Si pourtant encore aujourd’hui l’orque ne fait pas partie des espèces menacées, elle n’en reste pas moins l’animal marin possédant les plus hauts taux de toxicité dans le sang du règne animal, en milieu naturel. En cause, les polychlorobiphényles ou PCB, des composés organiques dont la durée de vie très longue sont suspectés de modifier le comportement des orques, d’endommager leur système immunitaire et d’affecter leur reproduction. Le cycle de vie de ces composés organiques commence par l’homme qui déverse les produits dans la mer, qui sont ensuite ingérés par des micro-organismes, qui eux-mêmes nourrissent des petits poissons, qui nourrissent des mammifères marins, qui nourrissent les orques. Aujourd’hui, les orques qui vivent dans l’hémisphère nord figurent sur la liste des animaux les plus contaminés sur Terre par ces produits. Le seuil de capacité des orques à être résistantes face aux PCB avant qu’il n’affecte la fertilité de celles-ci est aujourd’hui 25 fois supérieur à la normale. Dès lors, il affecte directement les nouveau-nés dès la gestation.

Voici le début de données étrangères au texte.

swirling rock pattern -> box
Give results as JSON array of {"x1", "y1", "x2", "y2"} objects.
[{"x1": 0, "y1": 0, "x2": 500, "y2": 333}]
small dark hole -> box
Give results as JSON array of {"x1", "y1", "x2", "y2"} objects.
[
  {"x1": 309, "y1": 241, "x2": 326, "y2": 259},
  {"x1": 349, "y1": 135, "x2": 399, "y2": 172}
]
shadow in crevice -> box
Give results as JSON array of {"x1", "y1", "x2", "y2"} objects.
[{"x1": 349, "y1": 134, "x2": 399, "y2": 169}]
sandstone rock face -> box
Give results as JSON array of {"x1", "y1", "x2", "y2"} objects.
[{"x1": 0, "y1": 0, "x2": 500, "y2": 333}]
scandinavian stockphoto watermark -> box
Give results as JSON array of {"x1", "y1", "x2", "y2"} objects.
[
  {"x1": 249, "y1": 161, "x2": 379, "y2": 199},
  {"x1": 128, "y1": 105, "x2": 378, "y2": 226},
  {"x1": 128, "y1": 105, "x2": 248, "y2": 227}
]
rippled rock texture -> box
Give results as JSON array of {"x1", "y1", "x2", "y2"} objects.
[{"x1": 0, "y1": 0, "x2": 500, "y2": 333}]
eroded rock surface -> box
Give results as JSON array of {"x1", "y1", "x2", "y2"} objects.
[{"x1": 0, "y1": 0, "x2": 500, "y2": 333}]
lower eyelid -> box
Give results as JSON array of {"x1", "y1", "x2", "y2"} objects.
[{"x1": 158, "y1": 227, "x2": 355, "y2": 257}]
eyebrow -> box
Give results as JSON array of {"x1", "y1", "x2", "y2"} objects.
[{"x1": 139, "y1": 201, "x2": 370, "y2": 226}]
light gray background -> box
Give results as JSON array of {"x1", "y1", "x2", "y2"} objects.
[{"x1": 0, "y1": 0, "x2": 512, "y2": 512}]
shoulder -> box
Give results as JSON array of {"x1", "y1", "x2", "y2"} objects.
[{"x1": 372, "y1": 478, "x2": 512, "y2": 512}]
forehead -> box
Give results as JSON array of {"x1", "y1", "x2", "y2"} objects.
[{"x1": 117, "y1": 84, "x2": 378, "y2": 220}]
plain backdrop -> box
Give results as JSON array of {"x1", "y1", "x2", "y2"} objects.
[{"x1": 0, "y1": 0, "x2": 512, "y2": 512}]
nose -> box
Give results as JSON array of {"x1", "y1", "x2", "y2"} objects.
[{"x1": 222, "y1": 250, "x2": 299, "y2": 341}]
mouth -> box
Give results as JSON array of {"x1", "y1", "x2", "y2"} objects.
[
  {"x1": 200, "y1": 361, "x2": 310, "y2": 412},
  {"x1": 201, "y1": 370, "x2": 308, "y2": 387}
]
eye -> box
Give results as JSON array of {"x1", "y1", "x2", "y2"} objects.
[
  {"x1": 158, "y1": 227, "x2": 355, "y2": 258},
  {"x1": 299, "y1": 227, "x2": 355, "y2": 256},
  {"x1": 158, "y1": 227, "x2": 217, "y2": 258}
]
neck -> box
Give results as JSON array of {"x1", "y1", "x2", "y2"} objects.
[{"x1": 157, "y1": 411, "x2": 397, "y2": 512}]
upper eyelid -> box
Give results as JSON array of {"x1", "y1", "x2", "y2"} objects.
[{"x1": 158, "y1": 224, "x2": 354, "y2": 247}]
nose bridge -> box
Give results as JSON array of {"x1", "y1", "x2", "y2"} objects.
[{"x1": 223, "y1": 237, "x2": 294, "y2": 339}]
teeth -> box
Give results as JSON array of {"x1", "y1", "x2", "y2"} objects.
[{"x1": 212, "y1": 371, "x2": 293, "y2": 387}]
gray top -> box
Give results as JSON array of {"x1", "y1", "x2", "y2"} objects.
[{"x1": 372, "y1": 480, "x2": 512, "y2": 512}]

Lorsque les orques ont faim et qu’elles produisent plus d’efforts, elles métabolisent des graisses qui libère dans leur sang des PCB et autres produits chimiques toxiques qui se trouvaient dans leur lard. Une fois dans le sang, les polluants peuvent affaiblir le système immunitaire des cétacés, augmentant leur risque de contracter une maladie. Ils peuvent aussi réduire de façon importante la fertilité ou agir comme une neurotoxine. Les orques peuvent alors être désorientées, ce qui complique encore plus leur recherche de nourriture. Plus une orque affamée perd de poids et plus le pourcentage de PCB dans son sang augmente, ce qui aggrave son état.

©Daisy Gilardini

Bien avant la culture populaire, les amérindiens (peuple de Haida au Canada) divinisaient l’orque, au même titre que l’ours, le loup ou l’aigle, mais surtout avaient compris leur nature et leurs capacités bien avant nous. Ils le définissaient « Skana », voulant dire « tueur de démon » ou encore « pouvoir surnaturel ».  Cependant de nos jours, reconnaitre cet animal comme étant un symbole ou un être hautement intelligent n’est pas suffisant. Nous nous devons de prendre conscience des effets la pollution dû à notre société de consommation sur la biodiversité marine et de tout mettre en œuvre quant à sa préservation. Etant en haut de la chaîne alimentaire, l’orque est malheureusement un parfait indicateur de cette pollution marine et d’après les derniers rapports scientifiques, on estime à plus ou moins 50 ans avant la disparition de plus de la moitié de la population mondiale d’orques.